就在這條街道上,尋著燈光,很容易就到了。
李世民還未進去的腳步蹲了下,他扭頭,望著無比燦爛,堪比太陽的燈泡,眼角陰沉,咬了咬牙,一頭扎進了客棧。
好像是逃一般。
他,不敢再多看了。
電燈,給他的震撼,甚至都要遠超過炎馳道。
炎馳道,他們感覺大唐努努力終究是可以摸到的,可是這個電燈,真的好似平台樓閣,讓人唏噓。

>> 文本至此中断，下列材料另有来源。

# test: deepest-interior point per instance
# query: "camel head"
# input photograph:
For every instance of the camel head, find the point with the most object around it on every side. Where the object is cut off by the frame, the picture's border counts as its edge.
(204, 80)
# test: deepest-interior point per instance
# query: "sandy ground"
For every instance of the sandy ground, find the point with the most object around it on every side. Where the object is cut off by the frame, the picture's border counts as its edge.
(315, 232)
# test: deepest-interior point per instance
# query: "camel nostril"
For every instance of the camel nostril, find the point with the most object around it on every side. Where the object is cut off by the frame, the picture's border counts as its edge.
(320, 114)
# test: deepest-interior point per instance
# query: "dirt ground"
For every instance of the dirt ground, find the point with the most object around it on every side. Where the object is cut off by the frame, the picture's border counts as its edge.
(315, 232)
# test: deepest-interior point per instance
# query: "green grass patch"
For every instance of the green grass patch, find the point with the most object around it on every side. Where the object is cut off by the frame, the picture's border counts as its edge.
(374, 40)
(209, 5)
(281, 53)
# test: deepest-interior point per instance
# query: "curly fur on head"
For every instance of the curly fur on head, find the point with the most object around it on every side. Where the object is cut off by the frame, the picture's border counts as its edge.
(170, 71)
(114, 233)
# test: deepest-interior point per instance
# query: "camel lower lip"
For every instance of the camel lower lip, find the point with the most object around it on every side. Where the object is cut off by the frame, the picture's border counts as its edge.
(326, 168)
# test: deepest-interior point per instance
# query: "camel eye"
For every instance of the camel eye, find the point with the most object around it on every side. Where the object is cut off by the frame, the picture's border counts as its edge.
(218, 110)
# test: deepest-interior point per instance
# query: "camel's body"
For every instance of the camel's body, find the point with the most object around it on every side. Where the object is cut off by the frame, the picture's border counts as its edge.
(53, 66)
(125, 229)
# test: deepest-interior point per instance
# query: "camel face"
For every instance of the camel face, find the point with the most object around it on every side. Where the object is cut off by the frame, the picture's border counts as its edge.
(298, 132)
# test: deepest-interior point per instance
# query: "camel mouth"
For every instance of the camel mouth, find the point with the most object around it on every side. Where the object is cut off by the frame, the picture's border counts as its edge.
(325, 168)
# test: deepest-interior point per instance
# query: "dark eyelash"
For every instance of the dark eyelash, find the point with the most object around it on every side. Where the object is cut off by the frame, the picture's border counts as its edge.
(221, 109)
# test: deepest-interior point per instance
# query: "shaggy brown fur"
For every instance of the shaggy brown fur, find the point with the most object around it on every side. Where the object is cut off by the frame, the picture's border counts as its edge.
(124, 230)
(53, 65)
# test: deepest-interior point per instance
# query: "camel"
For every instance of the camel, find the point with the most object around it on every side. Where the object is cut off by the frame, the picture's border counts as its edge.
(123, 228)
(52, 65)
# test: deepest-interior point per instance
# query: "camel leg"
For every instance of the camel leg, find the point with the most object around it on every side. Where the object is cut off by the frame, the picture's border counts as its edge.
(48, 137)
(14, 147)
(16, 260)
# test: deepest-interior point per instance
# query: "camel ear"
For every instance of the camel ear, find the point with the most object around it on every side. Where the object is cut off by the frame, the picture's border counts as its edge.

房玄齡,裴寂,程咬金他們站在門口,也是齊齊望著路上的電燈。
“找到衝遠他們吧,明天,讓衝遠他們來見陛下。”
“只有衝遠等人,能安慰下陛下急躁的心了。”
過了片刻後,房玄齡低聲道。
“我們去吧,衝遠他們,在雁雲城的地址是哪裡來著。”
程咬金皺了下眉頭,望向了杜如晦。
當即,杜如晦把地址說了出來。
程咬金,李君羨和房玄齡三個人走了,直奔杜如晦所說的地址。
“咱們去休息吧,這一天,可真的是折騰的不輕啊。”
“哎,長眼了,但是,心裡更沉了,呵呵呵….大炎皇帝,看不透啊,真的是看不透啊。”
裴寂唏噓著。
搖搖頭,走進了客棧。
….….….….….….
雁雲城,一處小院中。
孔穎達,虞世南和蓋文達也是剛從學校回來。
“哈哈哈,我就說了,這個題得這麽做,你們還不信?這下好了些吧?讓老師吵一頓才信。”
“哎,是我們大意了,不說這個,過幾天的運動會,你們可以報名嗎?”
“說實話,衝遠啊,運動會已經不是咱們能參加的了,當個拉拉隊吧,一千五百米,m一千米跨欄,鐵人三項,鉛球….你就說,咱們能參加那個?”
“娘的。不甘心啊,如果再能年輕上十歲二十歲多好啊,如果咱們也能像是那些少年一樣,十七**歲,二十二三歲!這些項目,我必須全都報一遍。”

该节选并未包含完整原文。